How should it read tags? Read all images, including all tags Dos-style?

I think it should read all IFDs up front, but of course not the image data. This means that you have all the metadata about your image from the initial load.

Then, when reading tag data (~60MB, further in the file), the pre-existing buffer is cleared, making further reads into other tag data slow.

What do you mean buffer? Are you working with a BufReader?

two things:

  1. I was initially working with georaster, that used http_range_client which used an internal buffer, which gets cleared.
  2. I do think we should keep an initial buffer around for reading in IFDs (only inline tag data). Then the rest is - indeed - better served with a stateless API, like you said:

I think it's simpler for the reader itself to have no knowledge of buffers, but rather just to fetch specific byte ranges as needed. A wrapper around the raw byte range reader can provide request buffering for IFDs. Essentially this Cursor object in aiocogeo-rs.

I think the initial implementation for simplicity should load all tag data. I think a later implementation could improve performance by automatically loading all inline tag data and storing references to the byte ranges of values for large tags. But at least in a COG all IFDs should be up front I believe, so I think you gain a lot in simplicity by reading all tags, for not a lot of performance hit.

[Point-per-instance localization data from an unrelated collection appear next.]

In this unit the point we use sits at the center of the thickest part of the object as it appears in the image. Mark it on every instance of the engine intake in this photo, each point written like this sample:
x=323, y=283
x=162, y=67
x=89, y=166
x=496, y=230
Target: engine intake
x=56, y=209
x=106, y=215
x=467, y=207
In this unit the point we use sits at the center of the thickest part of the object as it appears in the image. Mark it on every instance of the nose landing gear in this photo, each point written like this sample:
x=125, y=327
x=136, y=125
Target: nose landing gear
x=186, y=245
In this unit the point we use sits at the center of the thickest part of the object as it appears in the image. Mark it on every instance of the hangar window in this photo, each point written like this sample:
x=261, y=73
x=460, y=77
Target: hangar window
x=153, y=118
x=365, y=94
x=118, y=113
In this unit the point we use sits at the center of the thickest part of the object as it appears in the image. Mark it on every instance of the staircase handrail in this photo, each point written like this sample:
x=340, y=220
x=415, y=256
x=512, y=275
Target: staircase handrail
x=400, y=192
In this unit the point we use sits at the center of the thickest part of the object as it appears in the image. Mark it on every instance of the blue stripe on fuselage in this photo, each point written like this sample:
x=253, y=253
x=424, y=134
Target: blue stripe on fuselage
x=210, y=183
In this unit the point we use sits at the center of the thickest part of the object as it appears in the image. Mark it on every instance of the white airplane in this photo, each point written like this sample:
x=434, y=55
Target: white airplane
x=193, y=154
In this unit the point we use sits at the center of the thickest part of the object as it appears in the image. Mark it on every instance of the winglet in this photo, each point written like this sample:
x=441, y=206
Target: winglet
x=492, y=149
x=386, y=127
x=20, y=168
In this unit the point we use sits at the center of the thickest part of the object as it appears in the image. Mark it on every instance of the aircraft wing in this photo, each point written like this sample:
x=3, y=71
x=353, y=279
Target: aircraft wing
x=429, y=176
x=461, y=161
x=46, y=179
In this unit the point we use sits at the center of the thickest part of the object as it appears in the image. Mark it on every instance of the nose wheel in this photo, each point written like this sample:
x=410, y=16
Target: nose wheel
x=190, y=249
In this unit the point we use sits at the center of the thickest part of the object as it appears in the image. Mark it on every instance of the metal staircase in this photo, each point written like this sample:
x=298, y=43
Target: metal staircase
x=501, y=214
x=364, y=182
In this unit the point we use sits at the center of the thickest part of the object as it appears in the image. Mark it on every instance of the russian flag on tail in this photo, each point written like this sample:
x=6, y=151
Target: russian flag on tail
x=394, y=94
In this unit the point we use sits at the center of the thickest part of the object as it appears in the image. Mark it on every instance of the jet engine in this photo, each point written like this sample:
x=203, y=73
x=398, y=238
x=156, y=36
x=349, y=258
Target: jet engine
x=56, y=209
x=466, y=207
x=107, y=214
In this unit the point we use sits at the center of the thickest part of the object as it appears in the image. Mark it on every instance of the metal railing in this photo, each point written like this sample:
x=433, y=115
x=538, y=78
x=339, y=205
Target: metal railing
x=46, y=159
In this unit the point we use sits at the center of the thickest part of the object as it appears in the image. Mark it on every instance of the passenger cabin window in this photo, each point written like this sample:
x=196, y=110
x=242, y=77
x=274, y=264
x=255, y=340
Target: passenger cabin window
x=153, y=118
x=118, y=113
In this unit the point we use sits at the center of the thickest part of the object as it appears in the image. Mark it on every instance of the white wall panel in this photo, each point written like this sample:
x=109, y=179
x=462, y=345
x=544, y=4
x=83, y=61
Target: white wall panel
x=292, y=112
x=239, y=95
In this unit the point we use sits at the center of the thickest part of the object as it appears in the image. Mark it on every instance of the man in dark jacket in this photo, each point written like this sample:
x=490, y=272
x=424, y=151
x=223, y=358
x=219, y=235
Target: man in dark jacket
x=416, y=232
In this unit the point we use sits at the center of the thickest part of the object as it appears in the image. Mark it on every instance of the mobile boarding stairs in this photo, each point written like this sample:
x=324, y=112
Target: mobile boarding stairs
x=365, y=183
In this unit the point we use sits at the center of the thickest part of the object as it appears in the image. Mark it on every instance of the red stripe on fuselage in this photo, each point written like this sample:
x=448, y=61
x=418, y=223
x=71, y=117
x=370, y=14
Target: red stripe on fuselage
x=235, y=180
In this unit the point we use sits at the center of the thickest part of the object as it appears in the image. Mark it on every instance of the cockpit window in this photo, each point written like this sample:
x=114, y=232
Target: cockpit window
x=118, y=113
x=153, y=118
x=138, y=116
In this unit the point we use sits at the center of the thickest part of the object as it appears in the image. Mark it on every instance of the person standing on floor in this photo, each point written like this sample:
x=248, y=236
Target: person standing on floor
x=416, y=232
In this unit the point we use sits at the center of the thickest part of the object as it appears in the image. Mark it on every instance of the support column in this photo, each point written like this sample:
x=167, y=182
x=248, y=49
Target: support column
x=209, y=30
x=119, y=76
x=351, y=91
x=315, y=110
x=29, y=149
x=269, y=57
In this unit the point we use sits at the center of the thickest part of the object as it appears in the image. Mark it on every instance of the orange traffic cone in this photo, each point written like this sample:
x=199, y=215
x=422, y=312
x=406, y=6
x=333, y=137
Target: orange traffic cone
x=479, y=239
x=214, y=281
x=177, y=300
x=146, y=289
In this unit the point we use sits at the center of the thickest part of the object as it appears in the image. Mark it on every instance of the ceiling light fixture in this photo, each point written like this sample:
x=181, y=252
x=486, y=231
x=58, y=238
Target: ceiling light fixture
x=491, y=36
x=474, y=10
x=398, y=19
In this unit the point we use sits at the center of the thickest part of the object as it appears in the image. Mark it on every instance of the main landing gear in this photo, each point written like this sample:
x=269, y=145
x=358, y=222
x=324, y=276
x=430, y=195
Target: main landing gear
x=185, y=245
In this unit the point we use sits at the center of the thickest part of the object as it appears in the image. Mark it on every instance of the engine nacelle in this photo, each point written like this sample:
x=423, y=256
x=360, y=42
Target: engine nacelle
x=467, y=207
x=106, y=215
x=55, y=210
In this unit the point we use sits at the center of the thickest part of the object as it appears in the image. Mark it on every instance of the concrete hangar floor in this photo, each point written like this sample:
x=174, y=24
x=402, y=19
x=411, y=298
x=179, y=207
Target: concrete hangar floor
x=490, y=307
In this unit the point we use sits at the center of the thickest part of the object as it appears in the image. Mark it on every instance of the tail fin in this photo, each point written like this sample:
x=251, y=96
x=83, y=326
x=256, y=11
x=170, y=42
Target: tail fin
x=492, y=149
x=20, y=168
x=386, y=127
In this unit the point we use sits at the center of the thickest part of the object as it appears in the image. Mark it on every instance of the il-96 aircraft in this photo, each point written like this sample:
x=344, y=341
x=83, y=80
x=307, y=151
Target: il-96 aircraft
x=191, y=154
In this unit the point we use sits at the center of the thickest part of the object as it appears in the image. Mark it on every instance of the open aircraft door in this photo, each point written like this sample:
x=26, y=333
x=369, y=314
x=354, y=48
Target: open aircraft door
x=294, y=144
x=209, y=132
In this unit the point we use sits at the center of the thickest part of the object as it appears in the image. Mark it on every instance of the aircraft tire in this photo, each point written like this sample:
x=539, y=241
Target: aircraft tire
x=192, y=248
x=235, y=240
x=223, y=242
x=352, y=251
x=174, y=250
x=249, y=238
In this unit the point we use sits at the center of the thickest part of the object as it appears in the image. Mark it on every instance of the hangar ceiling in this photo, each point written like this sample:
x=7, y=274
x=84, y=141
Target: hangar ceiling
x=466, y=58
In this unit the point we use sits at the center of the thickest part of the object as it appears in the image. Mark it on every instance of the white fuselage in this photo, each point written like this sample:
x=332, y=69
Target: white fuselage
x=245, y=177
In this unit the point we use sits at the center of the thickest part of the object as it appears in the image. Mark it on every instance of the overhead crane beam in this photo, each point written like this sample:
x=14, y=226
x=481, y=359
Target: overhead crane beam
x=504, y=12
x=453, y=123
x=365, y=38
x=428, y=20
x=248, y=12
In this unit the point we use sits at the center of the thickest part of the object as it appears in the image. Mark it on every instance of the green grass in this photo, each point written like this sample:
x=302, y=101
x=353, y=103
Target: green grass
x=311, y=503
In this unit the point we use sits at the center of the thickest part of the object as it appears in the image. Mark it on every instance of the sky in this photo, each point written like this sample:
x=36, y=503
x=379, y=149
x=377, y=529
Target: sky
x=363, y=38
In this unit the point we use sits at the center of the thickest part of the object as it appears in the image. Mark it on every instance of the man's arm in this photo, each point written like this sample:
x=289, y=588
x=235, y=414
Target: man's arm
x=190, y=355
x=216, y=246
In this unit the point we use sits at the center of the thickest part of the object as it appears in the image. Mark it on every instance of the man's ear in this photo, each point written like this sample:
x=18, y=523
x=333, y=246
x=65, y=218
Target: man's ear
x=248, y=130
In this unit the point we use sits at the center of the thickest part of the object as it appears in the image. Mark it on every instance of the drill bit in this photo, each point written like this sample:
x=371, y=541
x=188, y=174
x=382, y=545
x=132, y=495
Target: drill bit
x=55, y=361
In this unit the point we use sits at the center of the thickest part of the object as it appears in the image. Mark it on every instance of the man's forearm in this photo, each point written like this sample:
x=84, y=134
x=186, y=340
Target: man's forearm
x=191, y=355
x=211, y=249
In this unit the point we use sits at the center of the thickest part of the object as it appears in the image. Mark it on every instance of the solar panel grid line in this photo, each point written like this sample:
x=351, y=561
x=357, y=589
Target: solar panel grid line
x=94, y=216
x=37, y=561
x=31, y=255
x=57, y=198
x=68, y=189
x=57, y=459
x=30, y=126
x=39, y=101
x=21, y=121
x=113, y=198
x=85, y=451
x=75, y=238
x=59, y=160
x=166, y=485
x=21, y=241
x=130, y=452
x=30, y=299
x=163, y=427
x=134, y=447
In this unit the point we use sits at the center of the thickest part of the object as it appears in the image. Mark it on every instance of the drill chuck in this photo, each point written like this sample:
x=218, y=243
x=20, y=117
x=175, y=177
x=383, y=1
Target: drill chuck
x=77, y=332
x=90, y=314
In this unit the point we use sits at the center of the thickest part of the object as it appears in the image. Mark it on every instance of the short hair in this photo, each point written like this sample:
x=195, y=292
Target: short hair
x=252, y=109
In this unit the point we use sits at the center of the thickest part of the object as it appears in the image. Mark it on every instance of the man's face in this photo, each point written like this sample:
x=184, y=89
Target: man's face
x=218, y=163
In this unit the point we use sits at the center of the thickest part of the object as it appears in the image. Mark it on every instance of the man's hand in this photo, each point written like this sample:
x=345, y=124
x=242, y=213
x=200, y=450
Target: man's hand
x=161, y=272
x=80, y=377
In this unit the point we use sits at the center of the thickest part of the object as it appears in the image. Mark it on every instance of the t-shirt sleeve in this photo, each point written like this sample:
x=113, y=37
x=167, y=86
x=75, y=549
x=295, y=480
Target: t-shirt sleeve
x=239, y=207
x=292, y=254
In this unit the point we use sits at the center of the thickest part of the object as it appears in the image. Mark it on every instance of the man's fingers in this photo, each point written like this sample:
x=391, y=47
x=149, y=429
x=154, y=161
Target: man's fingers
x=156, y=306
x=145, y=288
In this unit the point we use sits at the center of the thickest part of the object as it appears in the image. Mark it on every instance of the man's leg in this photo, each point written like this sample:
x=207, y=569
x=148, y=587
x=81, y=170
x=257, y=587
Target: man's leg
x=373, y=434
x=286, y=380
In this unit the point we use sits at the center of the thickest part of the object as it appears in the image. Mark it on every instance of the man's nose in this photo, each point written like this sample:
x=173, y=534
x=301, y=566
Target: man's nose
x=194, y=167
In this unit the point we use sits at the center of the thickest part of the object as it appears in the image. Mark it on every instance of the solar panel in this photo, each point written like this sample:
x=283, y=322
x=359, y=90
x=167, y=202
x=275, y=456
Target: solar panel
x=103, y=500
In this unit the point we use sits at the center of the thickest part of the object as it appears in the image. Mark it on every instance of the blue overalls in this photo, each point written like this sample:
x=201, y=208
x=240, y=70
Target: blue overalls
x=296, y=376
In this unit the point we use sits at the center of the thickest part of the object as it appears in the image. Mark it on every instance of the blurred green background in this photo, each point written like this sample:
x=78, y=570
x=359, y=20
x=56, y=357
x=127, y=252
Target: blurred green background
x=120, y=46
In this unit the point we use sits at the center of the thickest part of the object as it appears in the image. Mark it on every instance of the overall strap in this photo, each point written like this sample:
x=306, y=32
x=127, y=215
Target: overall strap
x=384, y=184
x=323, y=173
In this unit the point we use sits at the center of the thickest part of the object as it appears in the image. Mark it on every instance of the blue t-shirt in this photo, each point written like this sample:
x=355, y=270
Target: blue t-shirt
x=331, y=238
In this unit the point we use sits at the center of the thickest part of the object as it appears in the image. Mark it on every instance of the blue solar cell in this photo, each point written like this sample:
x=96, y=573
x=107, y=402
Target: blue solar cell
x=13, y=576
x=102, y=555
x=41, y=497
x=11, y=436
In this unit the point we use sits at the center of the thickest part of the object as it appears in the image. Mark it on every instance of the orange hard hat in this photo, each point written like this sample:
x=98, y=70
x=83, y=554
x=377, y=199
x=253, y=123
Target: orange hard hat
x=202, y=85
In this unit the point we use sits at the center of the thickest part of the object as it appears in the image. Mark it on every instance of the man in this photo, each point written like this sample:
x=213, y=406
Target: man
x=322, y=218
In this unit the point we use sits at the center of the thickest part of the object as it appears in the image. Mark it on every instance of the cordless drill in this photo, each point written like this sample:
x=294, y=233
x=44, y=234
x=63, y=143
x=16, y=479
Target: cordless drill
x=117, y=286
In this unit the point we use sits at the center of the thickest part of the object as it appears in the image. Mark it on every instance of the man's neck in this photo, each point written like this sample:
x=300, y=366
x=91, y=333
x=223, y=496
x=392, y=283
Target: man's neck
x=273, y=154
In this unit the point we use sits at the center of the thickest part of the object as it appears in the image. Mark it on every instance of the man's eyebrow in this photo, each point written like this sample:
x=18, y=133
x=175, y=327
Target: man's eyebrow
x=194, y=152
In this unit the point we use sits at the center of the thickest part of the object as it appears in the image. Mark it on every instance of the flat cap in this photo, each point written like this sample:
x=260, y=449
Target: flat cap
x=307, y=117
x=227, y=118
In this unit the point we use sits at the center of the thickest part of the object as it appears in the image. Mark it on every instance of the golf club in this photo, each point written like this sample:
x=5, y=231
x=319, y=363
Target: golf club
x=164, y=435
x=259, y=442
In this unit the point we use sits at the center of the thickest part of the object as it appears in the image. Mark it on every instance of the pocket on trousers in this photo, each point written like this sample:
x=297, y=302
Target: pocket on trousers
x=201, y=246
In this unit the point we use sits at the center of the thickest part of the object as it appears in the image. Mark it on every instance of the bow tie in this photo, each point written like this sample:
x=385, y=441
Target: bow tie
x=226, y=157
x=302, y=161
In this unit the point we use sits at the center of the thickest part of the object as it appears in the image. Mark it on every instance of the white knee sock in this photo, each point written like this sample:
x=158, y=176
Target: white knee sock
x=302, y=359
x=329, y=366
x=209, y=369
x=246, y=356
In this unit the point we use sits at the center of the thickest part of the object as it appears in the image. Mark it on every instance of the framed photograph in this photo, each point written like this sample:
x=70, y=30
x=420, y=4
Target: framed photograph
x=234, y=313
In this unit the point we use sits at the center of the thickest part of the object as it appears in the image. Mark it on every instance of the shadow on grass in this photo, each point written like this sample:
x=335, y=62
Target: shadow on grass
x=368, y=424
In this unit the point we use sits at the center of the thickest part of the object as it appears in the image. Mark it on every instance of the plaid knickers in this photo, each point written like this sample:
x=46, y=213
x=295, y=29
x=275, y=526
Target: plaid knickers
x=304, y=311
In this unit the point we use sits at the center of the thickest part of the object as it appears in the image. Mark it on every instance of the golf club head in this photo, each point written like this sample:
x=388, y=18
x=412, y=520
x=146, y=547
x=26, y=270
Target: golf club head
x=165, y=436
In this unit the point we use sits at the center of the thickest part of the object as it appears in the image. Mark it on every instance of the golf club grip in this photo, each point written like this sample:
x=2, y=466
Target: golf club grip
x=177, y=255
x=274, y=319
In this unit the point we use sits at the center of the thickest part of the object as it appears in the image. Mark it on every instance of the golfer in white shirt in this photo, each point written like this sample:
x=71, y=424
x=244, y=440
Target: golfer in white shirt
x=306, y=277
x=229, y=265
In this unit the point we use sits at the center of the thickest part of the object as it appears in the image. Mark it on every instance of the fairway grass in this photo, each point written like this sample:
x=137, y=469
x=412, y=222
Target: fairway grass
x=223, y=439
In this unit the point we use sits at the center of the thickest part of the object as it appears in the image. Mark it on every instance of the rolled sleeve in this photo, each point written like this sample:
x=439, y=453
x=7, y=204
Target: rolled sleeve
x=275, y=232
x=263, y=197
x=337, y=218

  1. I've already implemented the optimization over inline vs offset-to tag data, based on @HeroicKatora's comment on inversion-of-control. I think the distinction between the inline vs offset (or at least the offset struct) is needed anyways to be stored, so that we can collect all required tags to be loaded and then make a get_ranges request of the tag data. If that is done, then it is equally easy to put it in an enum IfdEntry{Offset,Value}, where Directory := BTreeMap<Tag, IfdEntry

object_store, asyncness

I want to support COGs, and that means making remote files a first-class citizen. I think the best way to do this is via the object_store crate.

Under my proposed usage of object_store, you'd use an Arc<dyn ObjectStore> to represent an S3/GCS/Azure/HTTP resource. That Arc is then easily cloned so you could concurrently read tags.

Yes, I'm fully on board with that now, where I made a homebrew trait with blanket impl for object_store which I didn't put into an Arc yet in the decoder, since I didn't test that part yet and the compiler didn't yell at me yet about that

  1. Maybe create a trait TiffDecoder in here for a backend and then implement the reader on top of that trait, so that we can easily switch out backends <- This actually doesn't work so well, since one is async and the other sync

You may want to look at ArrowReaderBuilder, which is a wrapper around both a sync and async interface to work with Parquet files.

Oh wow, they let type inference precipitate all the way up over build(). Interesting... I think step 1. is to make the two classes that come out of the different build() methods first and then maybe add it as a convenience method.